I want to go after him, to grab him by his perfect hair and slam that smug face into the nearest wall. But the rational part of my brain, the part not overwhelmed by new, volatile emotions, knows he's baiting me. Trying to prove his point about omega instability.

I turn back to my gear, focusing on the routine of packing up. Across the room, Aidan is watching me, concern written across his features. When our eyes meet, he gives me a tentative smile that's clearly meant to be reassuring.

"Good first day back," Jax says, appearing beside my stall. His voice is casual, but his eyes are assessing. Checking in on me without making it obvious. "How are you feeling?"

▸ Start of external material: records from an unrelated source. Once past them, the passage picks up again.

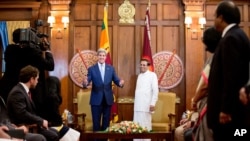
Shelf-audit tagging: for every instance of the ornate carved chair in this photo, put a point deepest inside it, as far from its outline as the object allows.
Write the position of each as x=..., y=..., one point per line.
x=164, y=117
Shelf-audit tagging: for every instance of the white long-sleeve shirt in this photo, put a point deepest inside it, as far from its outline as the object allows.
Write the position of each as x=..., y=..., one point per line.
x=146, y=92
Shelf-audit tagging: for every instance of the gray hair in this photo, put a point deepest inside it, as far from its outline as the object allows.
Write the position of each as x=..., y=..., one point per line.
x=101, y=50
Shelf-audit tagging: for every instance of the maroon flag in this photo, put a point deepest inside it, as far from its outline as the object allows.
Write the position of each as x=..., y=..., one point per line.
x=146, y=52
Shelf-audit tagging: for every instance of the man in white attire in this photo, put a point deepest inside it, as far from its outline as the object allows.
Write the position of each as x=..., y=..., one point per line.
x=146, y=96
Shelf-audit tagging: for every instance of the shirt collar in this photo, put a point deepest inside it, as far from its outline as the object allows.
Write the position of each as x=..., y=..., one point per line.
x=227, y=28
x=99, y=64
x=25, y=87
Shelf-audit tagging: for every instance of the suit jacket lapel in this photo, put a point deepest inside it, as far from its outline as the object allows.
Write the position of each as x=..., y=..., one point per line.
x=99, y=72
x=27, y=97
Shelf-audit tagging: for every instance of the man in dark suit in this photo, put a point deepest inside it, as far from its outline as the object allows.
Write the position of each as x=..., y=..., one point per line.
x=21, y=54
x=229, y=72
x=101, y=75
x=21, y=108
x=6, y=125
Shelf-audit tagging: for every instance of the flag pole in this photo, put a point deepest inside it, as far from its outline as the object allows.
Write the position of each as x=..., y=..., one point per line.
x=107, y=3
x=149, y=3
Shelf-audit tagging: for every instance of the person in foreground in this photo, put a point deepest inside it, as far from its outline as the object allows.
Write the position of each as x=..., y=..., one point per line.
x=21, y=109
x=211, y=38
x=146, y=96
x=6, y=125
x=101, y=76
x=229, y=72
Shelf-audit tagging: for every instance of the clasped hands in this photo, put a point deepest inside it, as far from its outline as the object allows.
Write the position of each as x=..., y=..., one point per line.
x=86, y=83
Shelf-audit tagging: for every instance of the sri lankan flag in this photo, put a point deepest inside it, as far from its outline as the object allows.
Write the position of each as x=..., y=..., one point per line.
x=146, y=52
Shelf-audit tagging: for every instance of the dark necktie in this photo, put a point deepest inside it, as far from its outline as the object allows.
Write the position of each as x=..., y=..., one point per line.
x=30, y=97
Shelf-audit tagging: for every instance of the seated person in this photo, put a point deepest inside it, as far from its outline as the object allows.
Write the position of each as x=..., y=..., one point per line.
x=3, y=134
x=6, y=125
x=22, y=110
x=186, y=125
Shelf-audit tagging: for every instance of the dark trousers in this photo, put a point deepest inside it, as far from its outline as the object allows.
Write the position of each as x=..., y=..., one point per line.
x=100, y=114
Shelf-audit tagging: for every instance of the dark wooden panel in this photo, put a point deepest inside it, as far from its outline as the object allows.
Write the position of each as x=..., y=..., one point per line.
x=82, y=12
x=82, y=38
x=170, y=12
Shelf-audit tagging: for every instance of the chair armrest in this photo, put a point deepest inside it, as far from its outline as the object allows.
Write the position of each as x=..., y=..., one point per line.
x=33, y=128
x=79, y=125
x=171, y=117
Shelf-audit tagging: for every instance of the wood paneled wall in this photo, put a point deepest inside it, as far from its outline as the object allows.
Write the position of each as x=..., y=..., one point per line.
x=167, y=32
x=127, y=39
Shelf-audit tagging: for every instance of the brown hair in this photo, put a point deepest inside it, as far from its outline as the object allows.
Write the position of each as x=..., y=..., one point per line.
x=28, y=72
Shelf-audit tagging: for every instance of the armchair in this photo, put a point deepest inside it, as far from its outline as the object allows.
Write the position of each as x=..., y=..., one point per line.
x=164, y=117
x=83, y=116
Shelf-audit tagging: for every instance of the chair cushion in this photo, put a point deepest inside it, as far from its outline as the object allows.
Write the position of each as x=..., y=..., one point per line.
x=160, y=126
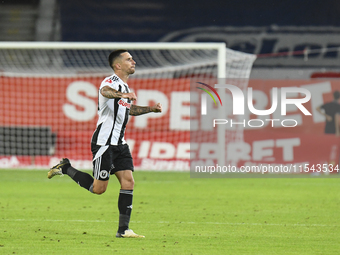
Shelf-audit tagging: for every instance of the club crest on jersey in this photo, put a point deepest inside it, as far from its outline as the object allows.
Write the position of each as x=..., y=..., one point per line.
x=123, y=103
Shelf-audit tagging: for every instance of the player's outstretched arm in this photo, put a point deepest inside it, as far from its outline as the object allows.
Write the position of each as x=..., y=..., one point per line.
x=109, y=92
x=136, y=110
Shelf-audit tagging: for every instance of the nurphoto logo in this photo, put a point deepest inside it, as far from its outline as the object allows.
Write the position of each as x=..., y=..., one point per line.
x=239, y=103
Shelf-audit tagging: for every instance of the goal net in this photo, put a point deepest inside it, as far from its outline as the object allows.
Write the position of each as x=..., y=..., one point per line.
x=49, y=100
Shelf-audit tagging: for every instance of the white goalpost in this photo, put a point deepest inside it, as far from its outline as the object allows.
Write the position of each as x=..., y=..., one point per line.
x=49, y=90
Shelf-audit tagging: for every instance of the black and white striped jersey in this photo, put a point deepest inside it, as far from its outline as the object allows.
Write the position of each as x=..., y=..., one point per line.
x=113, y=114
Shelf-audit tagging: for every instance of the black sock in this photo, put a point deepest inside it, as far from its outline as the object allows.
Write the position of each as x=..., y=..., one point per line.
x=83, y=179
x=125, y=207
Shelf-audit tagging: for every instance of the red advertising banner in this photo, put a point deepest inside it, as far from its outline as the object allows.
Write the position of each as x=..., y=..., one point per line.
x=68, y=107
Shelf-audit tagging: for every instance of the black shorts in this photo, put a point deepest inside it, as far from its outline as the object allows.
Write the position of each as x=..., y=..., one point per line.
x=110, y=159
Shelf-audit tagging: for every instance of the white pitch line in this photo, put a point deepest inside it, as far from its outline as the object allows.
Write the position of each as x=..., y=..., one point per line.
x=183, y=222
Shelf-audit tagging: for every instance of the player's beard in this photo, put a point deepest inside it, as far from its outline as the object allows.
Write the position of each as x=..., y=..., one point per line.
x=132, y=70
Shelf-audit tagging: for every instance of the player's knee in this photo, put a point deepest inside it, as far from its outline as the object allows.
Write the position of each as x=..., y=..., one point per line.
x=99, y=190
x=128, y=183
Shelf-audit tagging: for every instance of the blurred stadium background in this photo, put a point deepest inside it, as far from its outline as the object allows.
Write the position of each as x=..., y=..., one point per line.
x=48, y=112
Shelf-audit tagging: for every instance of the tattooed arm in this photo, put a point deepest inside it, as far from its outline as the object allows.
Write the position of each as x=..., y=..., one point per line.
x=136, y=110
x=109, y=92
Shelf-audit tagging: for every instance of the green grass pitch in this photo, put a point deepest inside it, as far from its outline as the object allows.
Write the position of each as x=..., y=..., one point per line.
x=176, y=213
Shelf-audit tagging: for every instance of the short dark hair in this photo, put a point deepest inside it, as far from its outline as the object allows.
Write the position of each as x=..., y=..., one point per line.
x=114, y=55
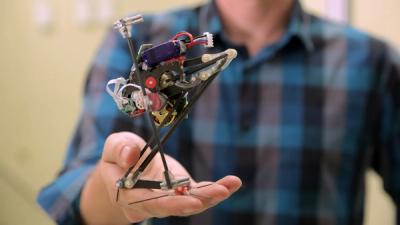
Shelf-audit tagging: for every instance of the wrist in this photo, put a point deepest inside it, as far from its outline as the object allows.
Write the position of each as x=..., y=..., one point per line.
x=96, y=205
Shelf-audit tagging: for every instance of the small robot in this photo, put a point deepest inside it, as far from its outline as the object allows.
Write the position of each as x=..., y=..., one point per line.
x=163, y=84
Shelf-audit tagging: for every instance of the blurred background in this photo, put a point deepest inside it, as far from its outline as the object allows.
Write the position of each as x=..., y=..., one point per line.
x=45, y=50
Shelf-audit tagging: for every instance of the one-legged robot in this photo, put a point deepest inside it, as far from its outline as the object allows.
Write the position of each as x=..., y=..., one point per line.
x=159, y=84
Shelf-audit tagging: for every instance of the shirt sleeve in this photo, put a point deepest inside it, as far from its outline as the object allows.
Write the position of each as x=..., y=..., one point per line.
x=98, y=119
x=386, y=158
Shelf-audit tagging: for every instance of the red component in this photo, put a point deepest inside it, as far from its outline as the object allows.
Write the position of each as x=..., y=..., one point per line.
x=151, y=82
x=180, y=59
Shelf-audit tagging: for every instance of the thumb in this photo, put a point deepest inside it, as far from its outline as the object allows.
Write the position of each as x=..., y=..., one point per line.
x=122, y=149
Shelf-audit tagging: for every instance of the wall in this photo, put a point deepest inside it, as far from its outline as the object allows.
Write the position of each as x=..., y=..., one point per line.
x=41, y=90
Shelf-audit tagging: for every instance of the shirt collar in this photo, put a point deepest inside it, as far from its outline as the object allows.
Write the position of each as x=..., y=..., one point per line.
x=299, y=23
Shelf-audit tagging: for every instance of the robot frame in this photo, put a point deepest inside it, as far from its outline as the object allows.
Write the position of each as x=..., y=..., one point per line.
x=159, y=84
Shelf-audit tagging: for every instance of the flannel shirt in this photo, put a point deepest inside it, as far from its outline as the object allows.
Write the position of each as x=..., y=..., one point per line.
x=300, y=123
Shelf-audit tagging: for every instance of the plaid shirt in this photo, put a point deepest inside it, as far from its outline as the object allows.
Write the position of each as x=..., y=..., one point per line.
x=300, y=123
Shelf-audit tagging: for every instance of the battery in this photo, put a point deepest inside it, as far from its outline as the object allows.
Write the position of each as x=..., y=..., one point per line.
x=162, y=52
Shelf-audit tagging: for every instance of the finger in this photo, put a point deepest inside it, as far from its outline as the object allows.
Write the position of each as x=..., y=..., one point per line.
x=232, y=183
x=173, y=205
x=213, y=193
x=122, y=149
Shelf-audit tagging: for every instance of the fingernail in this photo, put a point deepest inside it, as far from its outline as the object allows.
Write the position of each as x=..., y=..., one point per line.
x=125, y=154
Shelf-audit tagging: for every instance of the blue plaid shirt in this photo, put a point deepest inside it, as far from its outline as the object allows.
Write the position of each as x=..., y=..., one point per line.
x=300, y=123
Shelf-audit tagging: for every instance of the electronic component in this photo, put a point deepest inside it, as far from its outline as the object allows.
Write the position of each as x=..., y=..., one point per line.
x=164, y=85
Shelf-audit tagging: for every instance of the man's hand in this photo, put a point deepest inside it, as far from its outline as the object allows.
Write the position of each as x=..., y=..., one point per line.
x=121, y=150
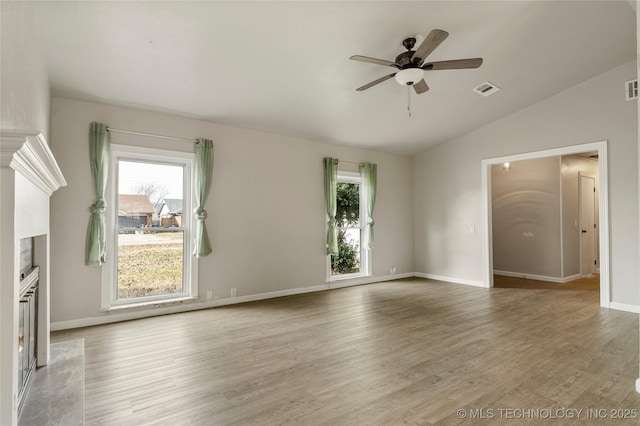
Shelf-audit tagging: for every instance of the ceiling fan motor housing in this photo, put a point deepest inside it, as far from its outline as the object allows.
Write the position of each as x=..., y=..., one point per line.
x=409, y=76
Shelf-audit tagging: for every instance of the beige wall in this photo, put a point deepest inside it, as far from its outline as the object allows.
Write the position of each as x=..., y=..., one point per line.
x=24, y=104
x=24, y=92
x=447, y=178
x=526, y=218
x=266, y=208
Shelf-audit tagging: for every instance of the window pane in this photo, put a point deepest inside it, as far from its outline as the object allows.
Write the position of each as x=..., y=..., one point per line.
x=150, y=253
x=348, y=205
x=348, y=259
x=150, y=264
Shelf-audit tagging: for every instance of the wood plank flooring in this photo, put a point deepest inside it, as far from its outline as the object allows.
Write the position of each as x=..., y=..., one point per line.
x=411, y=351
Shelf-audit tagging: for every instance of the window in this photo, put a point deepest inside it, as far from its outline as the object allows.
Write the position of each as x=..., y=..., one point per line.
x=149, y=243
x=352, y=259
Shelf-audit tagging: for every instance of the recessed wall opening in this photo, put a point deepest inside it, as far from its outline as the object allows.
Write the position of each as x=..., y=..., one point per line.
x=546, y=220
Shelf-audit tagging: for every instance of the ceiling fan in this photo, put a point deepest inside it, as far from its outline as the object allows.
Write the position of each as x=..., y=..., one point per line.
x=411, y=63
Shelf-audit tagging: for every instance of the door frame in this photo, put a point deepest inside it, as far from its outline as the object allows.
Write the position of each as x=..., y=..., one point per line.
x=582, y=175
x=603, y=207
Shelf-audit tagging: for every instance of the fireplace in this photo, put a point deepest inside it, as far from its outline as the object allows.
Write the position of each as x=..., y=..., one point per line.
x=29, y=176
x=27, y=331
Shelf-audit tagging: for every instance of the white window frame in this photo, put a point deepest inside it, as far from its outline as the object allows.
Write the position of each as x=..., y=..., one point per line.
x=109, y=269
x=365, y=253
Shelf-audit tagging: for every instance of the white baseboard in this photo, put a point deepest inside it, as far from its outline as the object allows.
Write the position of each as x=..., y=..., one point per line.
x=538, y=277
x=125, y=314
x=624, y=307
x=450, y=279
x=368, y=280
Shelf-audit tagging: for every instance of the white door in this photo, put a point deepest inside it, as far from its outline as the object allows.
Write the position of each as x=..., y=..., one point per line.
x=587, y=225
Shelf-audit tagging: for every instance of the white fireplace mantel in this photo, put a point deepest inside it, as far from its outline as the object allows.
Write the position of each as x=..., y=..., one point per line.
x=28, y=153
x=29, y=176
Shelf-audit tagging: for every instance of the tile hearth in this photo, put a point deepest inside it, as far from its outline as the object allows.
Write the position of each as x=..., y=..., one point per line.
x=56, y=395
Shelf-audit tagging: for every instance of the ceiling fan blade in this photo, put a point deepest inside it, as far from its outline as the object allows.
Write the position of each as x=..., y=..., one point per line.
x=456, y=64
x=373, y=60
x=374, y=82
x=429, y=44
x=421, y=87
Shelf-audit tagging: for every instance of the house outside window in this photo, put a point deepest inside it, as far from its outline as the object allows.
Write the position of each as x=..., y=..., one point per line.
x=149, y=240
x=353, y=259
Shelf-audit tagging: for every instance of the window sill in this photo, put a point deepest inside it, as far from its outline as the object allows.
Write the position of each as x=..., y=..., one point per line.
x=149, y=304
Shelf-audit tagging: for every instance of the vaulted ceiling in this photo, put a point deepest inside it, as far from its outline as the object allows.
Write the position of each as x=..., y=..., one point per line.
x=283, y=67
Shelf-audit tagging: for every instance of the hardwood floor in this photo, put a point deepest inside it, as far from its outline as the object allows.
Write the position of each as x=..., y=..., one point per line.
x=412, y=351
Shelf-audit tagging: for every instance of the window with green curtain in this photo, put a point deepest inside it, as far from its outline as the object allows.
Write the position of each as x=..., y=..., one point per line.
x=203, y=171
x=368, y=172
x=330, y=180
x=95, y=246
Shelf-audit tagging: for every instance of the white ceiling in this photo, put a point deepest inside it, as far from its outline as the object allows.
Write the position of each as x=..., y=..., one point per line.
x=283, y=67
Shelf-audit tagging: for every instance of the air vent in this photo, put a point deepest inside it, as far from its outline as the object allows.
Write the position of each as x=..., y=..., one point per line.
x=631, y=89
x=486, y=89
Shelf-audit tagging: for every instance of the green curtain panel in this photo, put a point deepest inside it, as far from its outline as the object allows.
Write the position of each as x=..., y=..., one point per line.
x=330, y=181
x=203, y=171
x=369, y=172
x=96, y=244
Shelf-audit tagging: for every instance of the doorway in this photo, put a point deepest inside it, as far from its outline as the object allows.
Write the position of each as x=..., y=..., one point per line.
x=601, y=235
x=588, y=228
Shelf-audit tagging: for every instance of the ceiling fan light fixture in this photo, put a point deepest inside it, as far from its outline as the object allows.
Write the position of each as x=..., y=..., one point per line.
x=409, y=76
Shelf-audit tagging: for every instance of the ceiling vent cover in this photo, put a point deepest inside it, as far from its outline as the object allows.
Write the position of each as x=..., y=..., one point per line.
x=486, y=89
x=631, y=89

"Fine." I stuff my skates into my bag with more force than necessary. "Why wouldn't I be?"

He doesn't rise to the bait. "Just asking. We've got a team meeting tomorrow morning before practice. Eight AM."

"I'll be there."

He nods, clapping me on the shoulder before moving away. It's a normal gesture, the kind of casual contact teammates share all the time. So why does it suddenly feel like he's handling me with kid gloves?

The answer is obvious enough.

Because he is. Because they all are.

I finish changing quickly, eager to escape the subtle wrongness that's descended over a space that used to feel like home. As I sling my bag over my shoulder, I catch Dmitri watching me from across the room. The big guy holds my gaze for a long moment, then gives me a single, solemn nod.

I don't like the way he's looking at me. The way they're all looking at me.

The way they look at an omega.

Yeah, I gotta do something about that.